Harry le lanciò un'occhiata divertita. "Beh, vuoi restare lì con le mani in mano, o vuoi imparare come si fa?"

"Io vorrei imparare, ma magari tu non sei così bravo come insegnante" ribatté Ginny, impertinente. Era chiaro dalla sua espressione che si stava divertendo un mondo a provocarlo, e Harry si sentiva bene e male insieme: si odiava per quello che sentiva dentro in quel momento. Si chiese se lei riuscisse a leggergli nello sguardo tutto l'amore che provava per lei.

"Questo lo vedremo..." le disse, raccogliendo la sfida implicita nelle sue parole.

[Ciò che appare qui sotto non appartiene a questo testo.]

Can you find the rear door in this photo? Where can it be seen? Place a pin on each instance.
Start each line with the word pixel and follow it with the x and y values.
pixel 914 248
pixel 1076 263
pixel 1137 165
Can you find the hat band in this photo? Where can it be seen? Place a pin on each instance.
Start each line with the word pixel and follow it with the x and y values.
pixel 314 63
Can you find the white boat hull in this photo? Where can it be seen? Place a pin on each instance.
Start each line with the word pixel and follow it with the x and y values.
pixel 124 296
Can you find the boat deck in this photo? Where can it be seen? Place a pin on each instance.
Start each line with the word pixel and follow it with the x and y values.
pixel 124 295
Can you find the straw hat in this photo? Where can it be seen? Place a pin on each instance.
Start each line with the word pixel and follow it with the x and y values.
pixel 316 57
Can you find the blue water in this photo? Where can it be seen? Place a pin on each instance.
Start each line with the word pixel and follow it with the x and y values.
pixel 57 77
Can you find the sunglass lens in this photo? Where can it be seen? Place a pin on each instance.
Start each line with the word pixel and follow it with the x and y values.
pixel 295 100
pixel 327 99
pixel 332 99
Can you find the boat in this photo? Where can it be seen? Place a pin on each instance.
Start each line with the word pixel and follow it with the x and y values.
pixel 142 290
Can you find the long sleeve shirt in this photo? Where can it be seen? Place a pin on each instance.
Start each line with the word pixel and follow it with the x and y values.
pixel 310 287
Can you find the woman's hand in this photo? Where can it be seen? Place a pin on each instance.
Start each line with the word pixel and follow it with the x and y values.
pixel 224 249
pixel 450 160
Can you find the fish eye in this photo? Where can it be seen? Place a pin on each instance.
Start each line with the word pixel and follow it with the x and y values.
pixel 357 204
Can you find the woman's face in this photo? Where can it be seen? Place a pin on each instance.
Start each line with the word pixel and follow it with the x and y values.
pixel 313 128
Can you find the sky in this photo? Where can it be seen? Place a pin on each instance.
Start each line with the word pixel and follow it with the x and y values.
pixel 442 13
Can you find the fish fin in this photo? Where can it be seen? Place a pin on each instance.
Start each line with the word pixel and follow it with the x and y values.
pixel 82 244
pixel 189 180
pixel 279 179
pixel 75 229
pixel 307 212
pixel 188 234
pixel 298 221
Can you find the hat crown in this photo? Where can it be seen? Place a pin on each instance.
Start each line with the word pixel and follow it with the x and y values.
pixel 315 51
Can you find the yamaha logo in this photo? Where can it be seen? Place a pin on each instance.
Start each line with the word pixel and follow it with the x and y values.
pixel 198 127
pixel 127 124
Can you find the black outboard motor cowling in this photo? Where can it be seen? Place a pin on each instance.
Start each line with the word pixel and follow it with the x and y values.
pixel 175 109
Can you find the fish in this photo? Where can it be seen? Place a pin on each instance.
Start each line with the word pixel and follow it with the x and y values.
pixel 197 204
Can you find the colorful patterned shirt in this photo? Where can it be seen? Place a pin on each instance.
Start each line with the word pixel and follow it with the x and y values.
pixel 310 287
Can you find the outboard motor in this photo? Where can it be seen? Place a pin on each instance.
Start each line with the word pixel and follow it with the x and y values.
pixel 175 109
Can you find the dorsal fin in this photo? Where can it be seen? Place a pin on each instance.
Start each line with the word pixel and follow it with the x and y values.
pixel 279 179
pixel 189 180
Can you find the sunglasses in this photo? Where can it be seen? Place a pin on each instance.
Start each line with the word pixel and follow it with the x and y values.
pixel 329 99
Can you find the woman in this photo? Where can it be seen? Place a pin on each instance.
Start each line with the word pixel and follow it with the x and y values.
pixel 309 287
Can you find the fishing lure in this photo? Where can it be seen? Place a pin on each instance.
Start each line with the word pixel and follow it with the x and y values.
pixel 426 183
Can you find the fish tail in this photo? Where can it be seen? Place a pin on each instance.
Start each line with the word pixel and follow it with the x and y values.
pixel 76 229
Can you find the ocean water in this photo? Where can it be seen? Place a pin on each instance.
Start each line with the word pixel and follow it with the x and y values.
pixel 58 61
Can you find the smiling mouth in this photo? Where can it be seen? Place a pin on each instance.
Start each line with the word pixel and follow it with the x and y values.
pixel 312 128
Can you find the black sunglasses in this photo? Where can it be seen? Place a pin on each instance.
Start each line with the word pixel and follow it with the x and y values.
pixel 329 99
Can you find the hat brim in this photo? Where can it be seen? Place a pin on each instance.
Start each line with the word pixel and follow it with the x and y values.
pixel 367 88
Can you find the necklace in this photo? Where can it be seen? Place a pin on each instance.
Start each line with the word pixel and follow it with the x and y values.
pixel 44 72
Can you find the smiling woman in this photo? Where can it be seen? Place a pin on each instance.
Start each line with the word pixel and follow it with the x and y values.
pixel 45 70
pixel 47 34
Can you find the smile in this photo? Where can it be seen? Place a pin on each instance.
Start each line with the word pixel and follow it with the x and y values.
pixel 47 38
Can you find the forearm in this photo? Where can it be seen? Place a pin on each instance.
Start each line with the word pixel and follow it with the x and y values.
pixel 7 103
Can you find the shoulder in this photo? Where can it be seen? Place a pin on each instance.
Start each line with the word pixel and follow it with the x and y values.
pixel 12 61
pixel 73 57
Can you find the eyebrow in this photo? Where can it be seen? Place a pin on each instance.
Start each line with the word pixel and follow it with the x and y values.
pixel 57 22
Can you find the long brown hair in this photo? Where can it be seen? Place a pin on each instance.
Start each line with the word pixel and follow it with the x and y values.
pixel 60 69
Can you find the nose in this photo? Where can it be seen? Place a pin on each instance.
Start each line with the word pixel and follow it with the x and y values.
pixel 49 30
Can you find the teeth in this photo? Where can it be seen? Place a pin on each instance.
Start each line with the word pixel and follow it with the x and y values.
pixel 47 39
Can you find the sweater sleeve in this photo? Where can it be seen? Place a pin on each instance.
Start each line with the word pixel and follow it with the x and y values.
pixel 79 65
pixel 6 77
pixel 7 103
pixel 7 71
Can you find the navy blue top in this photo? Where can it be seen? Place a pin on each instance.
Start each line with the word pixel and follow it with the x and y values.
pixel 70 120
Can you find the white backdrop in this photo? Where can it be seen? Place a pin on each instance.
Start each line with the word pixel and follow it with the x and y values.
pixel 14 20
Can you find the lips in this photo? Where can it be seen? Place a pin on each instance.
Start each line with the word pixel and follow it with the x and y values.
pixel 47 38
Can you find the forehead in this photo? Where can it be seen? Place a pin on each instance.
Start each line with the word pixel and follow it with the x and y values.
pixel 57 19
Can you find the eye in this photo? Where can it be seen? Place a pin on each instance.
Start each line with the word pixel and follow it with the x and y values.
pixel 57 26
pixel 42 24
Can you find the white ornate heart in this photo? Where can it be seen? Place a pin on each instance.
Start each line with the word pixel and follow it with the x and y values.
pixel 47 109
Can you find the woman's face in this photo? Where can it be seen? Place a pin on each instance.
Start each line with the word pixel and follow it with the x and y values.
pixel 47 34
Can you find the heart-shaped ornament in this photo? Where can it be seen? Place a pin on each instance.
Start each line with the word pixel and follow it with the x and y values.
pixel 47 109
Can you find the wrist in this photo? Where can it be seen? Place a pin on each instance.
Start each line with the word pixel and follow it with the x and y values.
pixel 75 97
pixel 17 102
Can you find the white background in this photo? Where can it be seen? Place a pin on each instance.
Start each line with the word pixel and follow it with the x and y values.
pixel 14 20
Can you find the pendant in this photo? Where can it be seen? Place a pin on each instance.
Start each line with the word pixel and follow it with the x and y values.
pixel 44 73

Si sorrisero, nel sole del tardo pomeriggio, e Harry sollevò in alto l'aquilone.

"Okay,Ginny" mormorò, porgendole il filo arrotolato. "Adesso prendi questo, tienilo in alto e corri."

Lo prese, con aria un po' scettica. "Ve bene."

Lo guardo allontanarsi di qualche passo, i capelli ancora umidi che le dondolavano sulla schiena. Si voltò a guardarlo:

"Vado?"

"Vai!" la incitò, sollevando ancora di più l'aquilone con entrambe le mani.

Ginny cominciò a correre, tenendo lo spago alto sopra la spalla. Harry la seguì per un metro o due, poi lasciò andare l'aquilone, che a tutta prima sembrò rifiutarsi di collaborare e si imbarcò, puntando decisamente verso terra.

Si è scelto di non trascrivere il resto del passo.